Yes Pavlov but I think the point she's making is that for most people, the dream house is simply not achievable, simply because of house prices. For a minority, of course you can have a beautiful house and children, a minority of people live in fantastical big houses with up to date, expensive decor, dogs, ponies and happy rosy-cheeked children. I think that's what she's talking about, the "perfection" aspect of homes.

That's how I read it anyway.

LittleBella · 26/05/2008 11:21

Chequers agree - the implication being that women have to sacrifice - she's not calling for dads to do without a few things, is she? Or families? Just mums.

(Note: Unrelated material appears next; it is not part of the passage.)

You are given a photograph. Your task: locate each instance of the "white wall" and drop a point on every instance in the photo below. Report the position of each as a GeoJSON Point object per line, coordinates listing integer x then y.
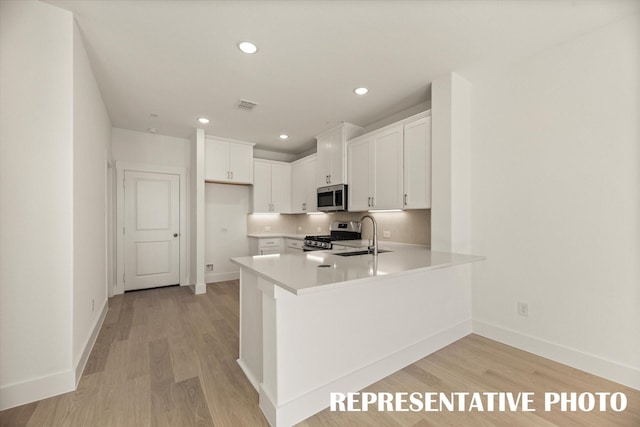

And also failing to recognise that for many women, going to work is doing without a few things.

Yes obnoxious.

findtheriver · 26/05/2008 11:24

Maybe LittleBella, but very poorly expressed. I read it like pavlov. A house doesnt have to be huge or expensive to be beautiful. And conversely, I know some very well off people who have hideous big homes! It's just very loaded isnt it - implying that you somehow have to be living in an ugly/boring house in a crap area to have contented kids which is clearly nonsense.

Chequers · 26/05/2008 11:25

Message withdrawn

RustyBear · 26/05/2008 11:28

Findtheriver - does that mean you think childminders & nannies are not working? Or is it simply the fact that you are doing it for someone else that makes it 'work'?

If you are doing something that you would otherwise have to pay someone else to do, in my book that's working.

Yes, you have to do a certain amount of chores whether you work outside the home or not, but if your children are not in the house all day, or are with a nanny, there's a lot less cleaning & tidying to be done by you. (I've been a SAHM and a WOHM & I know I did a lot fewer 'chores' when I wasn't at home with the children all day)

LittleBella · 26/05/2008 11:29

ftr - I just think that that would be such a stupid thing to think, that she can't possibly have meant that!

(Am I too generous?)

findtheriver · 26/05/2008 11:32

Eh?? Of course being a CM or nanny is working! I suppose the definition of 'work' is something along the lines of 'engaging in an activity for which you receive remuneration and where there are certain objectives that need to be met'. That's certainly the case for a CM or nanny.
When I was home on maternity leave, I was caring for my two toddlers all day. I wasnt at work. I'm not saying being at home is easy, or passive or attaching any negative connotations to it. I'm simply saying that looking after your own children and doing the normal day to day chores of shopping, cleaning, cooking the dinner is not work.

LittleBella · 26/05/2008 11:37

ftr that is a very narrow definition of work - something that you get paid for.

It's called housework for a reason. Because it's work, that's done in the house.

Would you say that volunteer work is not work because it's not paid?